We all burst out laughing.

Except for Luke, who said, ‘Well, no, it’s entirely possible that the speed and pressure of a low frequency could have that kind of effect. Although it’s not the sound that has the frequency, it’s the means of making it that does. Sound is a pressure wave through the air –’

And we all threw things at him. A duster, bits of chalk, Maurie’s notepad.

Our laughter was interrupted by the arrival of a good-looking boy with thick, dark hair that tumbled over his forehead, like he was a Beatle himself. Even in his school uniform you could tell that he was powerfully built. And you knew at a glance that he was the kind of boy that the girls would just follow around like little puppy dogs.
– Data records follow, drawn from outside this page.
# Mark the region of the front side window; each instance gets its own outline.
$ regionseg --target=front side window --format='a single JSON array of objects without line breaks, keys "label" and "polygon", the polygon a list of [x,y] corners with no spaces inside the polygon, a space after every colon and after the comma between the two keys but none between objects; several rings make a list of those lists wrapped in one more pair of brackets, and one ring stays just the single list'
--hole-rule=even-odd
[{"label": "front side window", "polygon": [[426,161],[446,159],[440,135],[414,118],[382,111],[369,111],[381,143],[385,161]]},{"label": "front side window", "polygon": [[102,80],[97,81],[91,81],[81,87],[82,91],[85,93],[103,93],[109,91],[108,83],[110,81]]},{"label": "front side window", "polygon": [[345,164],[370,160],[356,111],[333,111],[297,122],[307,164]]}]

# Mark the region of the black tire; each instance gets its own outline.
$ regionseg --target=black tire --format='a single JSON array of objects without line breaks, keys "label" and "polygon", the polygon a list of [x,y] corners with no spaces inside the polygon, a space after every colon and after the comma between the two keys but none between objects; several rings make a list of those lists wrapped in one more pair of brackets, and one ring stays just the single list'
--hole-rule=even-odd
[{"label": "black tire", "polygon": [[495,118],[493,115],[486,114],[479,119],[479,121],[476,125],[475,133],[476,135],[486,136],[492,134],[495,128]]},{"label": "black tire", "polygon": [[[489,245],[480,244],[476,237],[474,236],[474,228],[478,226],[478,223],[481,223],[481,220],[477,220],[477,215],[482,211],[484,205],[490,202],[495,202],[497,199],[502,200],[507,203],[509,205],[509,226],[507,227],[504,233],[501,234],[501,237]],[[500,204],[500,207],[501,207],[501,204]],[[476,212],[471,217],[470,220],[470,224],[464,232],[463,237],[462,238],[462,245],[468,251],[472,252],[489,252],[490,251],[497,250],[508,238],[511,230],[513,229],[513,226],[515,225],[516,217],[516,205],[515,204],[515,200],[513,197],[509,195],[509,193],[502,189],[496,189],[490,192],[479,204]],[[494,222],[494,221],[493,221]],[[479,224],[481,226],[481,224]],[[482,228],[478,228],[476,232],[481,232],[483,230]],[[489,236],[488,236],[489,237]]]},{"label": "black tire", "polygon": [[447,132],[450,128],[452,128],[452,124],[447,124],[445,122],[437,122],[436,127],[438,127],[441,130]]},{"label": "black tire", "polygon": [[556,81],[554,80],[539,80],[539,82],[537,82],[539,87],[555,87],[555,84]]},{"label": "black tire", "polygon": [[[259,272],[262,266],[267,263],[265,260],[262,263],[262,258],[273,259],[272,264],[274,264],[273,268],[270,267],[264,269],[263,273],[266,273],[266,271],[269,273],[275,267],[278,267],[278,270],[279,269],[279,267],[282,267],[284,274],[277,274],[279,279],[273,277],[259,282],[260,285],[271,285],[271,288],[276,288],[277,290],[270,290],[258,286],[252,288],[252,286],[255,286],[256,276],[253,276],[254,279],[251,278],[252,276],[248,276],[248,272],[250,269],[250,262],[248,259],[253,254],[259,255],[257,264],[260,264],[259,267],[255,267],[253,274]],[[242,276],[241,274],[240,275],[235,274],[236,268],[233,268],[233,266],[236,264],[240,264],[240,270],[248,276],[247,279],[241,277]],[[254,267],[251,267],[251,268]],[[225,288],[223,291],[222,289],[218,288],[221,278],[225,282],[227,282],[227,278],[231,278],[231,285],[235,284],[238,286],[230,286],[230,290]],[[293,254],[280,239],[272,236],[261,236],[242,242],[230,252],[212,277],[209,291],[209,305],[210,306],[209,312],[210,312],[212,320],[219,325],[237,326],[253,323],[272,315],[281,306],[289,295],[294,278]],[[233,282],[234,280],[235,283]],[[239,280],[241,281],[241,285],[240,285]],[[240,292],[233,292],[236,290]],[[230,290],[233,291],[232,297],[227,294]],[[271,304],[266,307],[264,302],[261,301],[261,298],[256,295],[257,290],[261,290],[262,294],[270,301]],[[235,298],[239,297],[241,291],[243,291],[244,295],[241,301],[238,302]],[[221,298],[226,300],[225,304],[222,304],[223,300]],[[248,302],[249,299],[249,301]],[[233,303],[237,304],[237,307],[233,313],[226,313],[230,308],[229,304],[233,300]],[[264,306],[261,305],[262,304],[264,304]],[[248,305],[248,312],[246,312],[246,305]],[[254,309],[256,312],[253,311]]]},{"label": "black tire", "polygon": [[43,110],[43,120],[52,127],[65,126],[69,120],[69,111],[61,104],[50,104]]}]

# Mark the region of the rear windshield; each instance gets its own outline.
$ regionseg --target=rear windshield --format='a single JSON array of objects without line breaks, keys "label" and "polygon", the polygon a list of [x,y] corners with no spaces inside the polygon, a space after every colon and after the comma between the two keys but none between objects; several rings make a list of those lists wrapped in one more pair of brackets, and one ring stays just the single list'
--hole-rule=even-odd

He was hefting a bass drum, and he set it down in the middle of the room.

‘I’ve got a snare drum, hi-hat, stands and pedals at the end of the hall if you want to come and give me a hand.’

I didn’t know him at all. But Maurie said, ‘This is Jeff.’
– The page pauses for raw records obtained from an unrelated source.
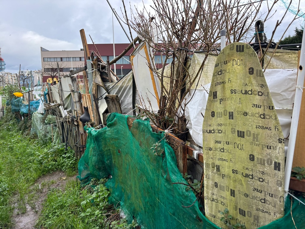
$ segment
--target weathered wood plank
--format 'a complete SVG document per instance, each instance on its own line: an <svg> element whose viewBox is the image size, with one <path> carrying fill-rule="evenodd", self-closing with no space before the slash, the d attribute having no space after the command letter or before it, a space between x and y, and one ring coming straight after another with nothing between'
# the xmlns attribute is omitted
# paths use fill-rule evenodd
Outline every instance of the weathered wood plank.
<svg viewBox="0 0 305 229"><path fill-rule="evenodd" d="M108 107L109 113L122 114L121 104L117 95L107 95L105 96L105 100Z"/></svg>

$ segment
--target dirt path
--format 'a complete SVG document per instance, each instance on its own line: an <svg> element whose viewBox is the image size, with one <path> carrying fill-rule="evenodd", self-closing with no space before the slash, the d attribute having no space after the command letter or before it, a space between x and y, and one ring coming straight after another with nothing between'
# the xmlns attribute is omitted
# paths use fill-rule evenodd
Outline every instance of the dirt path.
<svg viewBox="0 0 305 229"><path fill-rule="evenodd" d="M20 214L18 209L14 210L12 217L15 223L14 229L34 229L35 222L42 208L42 204L50 189L63 189L68 181L75 180L75 176L66 177L64 172L59 171L45 175L36 180L32 187L33 191L27 198L25 213ZM32 196L29 198L30 195Z"/></svg>

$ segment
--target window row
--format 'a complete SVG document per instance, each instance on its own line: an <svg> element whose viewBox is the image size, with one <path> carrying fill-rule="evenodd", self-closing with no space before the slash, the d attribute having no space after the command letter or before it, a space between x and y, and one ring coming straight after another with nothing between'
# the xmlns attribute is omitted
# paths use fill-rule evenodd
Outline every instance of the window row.
<svg viewBox="0 0 305 229"><path fill-rule="evenodd" d="M109 60L109 61L111 61L113 59L113 56L101 56L102 57L103 61L105 63L107 62L107 60ZM96 58L96 56L94 56L94 59ZM130 58L129 56L124 56L121 57L116 63L117 64L130 64Z"/></svg>
<svg viewBox="0 0 305 229"><path fill-rule="evenodd" d="M44 57L44 62L50 61L85 61L84 57Z"/></svg>
<svg viewBox="0 0 305 229"><path fill-rule="evenodd" d="M74 67L73 71L75 71L78 70L81 68L80 67ZM57 72L57 68L46 68L45 67L44 69L45 72L54 72L56 73ZM72 69L71 67L61 67L59 68L59 71L60 72L68 72L70 71Z"/></svg>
Jeff, it turned out, had never played the drums in his life, but had borrowed a basic kit so that he could be in the band with Maurie. Jeff had come from a different feeder primary, but the south-side Jewish community was a small one, and it turned out that he and Maurie had been best friends all through childhood, gone to shul together and even shared their bar mitzvah.

After he had figured out how to put all the bits and pieces of the skeleton drum kit together, Jeff sat down and gave it a thrashing while we stood and watched. Impressive for a first go.

When he finished, he looked at us with gleaming eyes. ‘My dad says if I’m any good, he’ll buy me a kit.’

And so we had our first rehearsal that day. ‘Big Girls Don’t Cry’ by the Four Seasons; ‘Crying in the Rain’ by the Everly Brothers; Del Shannon’s ‘Hey Little Girl’; ‘Return to Sender’ by Elvis Presley; and a whole bunch of songs from the Beatles’
Please Please Me
album that had been released in March that year.

I wish I had a tape of that first session, to hear what we sounded like. We must have been pretty awful. But it seemed great to us at the time. I was John Lennon, and Maurie definitely fancied himself as Elvis. We discovered very quickly that you don’t have to have a great voice to sing harmonies, and right from that first day we established ourselves as a vocal group, more than anything else. Serendipity, I suppose, but our voices just blended.

As for Jeff, we had to keep telling him to play more quietly. A waste of breath, as we discovered during the next year and a half, as he regularly broke drumsticks. But by the end of that first practice he had decided that a drummer he was going to be. And a full kit wasn’t long in coming thereafter.

II

 

Within eighteen months we were fully electric, with individual amps and a PA system, and performing a lot of Tamla Motown stuff for dancing. I had a Fender, and Dave was playing a Höfner violin bass, just like McCartney’s. The music department loaned Luke their Farfisa organ. We were gigging at dances all over the city, and had grown a reputation for being the best group on the south side. We called ourselves The Shuffle, after the Bob & Earl song ‘Harlem Shuffle’.

I had no idea, then, that 1965 was going to be our seminal year, although not in a good way.

It was a year that began with the death of Winston Churchill in January. I have to confess that his passing meant very little to me but, having lived through the war, my mum and dad were glued to his funeral on TV. My mum was in tears. ‘You have no idea what those speeches meant to us in 1940,’ she said, ‘when we half expected to see German tanks rolling down our street at any moment.’

And she was right. I had no idea then. It was only listening to that voice in later years, and hearing the gravelly determination that we would fight them on the beaches, that I realized just how influential those speeches must have been.

But I was preoccupied with other things. The
Beatles for Sale
album had come out the previous month. We knew there was a new single due out that spring, and there were rumours that they were making another film.